The campus of Lorain County Community College hosted the Out of Darkness Walk for Suicide Prevention on April 22.
The national event is sponsored by the American Foundation for Suicide Prevention (AFSP), an organization that is dedicated to saving lives and funding research and supporting survivors of suicide loss. The suicide prevention walk seeks to bring awareness to what is the second leading cause of death for people ages 18-35.
For two LCCC students, the issue was personal.
“The cause is one that has affected me on a personal level,” said student Steven Matis, who volunteered during the event. “My ex-girlfriend tried to commit suicide.
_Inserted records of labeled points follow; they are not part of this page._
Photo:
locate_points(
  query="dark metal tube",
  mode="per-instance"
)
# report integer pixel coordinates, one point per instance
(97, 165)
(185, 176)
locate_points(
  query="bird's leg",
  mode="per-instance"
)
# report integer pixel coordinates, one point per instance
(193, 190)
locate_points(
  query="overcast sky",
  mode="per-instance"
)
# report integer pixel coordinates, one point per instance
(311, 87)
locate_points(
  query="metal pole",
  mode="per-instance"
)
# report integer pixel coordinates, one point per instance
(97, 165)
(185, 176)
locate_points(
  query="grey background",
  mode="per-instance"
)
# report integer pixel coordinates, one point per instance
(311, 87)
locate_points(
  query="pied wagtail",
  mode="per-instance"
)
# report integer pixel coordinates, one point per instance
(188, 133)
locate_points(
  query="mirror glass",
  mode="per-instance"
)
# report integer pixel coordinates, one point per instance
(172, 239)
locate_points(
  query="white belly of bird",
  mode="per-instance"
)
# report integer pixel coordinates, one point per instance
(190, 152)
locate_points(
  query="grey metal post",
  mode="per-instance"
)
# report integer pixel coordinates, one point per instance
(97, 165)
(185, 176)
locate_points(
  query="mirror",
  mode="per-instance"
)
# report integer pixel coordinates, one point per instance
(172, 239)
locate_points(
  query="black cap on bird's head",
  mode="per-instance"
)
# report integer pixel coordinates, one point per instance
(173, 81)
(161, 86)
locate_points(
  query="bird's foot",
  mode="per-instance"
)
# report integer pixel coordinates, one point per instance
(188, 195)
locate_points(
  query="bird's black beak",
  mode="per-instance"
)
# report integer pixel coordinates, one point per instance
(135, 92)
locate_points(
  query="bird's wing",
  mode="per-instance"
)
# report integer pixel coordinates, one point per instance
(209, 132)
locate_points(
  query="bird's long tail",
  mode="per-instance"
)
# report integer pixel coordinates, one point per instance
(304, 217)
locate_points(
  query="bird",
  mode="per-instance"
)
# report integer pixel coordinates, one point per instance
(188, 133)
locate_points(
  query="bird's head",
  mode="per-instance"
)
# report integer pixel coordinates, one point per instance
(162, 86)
It was certainly an eye-opener and made me realize the importance of raising awareness. ”
Stephanie Quintero, another LCCC student, had a friend who committed suicide.
“Suicide is something that you don’t think will be committed by anyone that you are close to,” Quintero said. “That is one of the reasons why I have been drawn to this project and feel that the walk is an important event.”
Causes of suicide, like depression and other mental illnesses, are equally important, and it is critical to be supportive of those who suffer from such afflictions, Matis said.
“It is important to be there for them,” Matis said. “They feel that they are alone in the world and it is important to give them a constant reminder that they are cared for.”
It’s key for friends and family members to intervene when their loved one is considering suicide, according to Quintero.
“Work with them to get them thinking of something else,” said Quintero. “Get them to understand how much they will be missed. Help them get through it somehow.”
Raising awareness was one of the event’s primary functions, and it was targeted to the local community, according to Quintero.
“Helping with the event felt like the right thing to,” said Quintero. “The walk gives people a way to reach out and find help. It is a great event to be a part of.”
For both students, it was important to be supportive of the loved ones who have committed suicide, and suicide prevention walk provided them that opportunity.
“We really wanted to be an outlet for the family and friends of people that have committed suicide and I feel like we have done that,” said Quintero.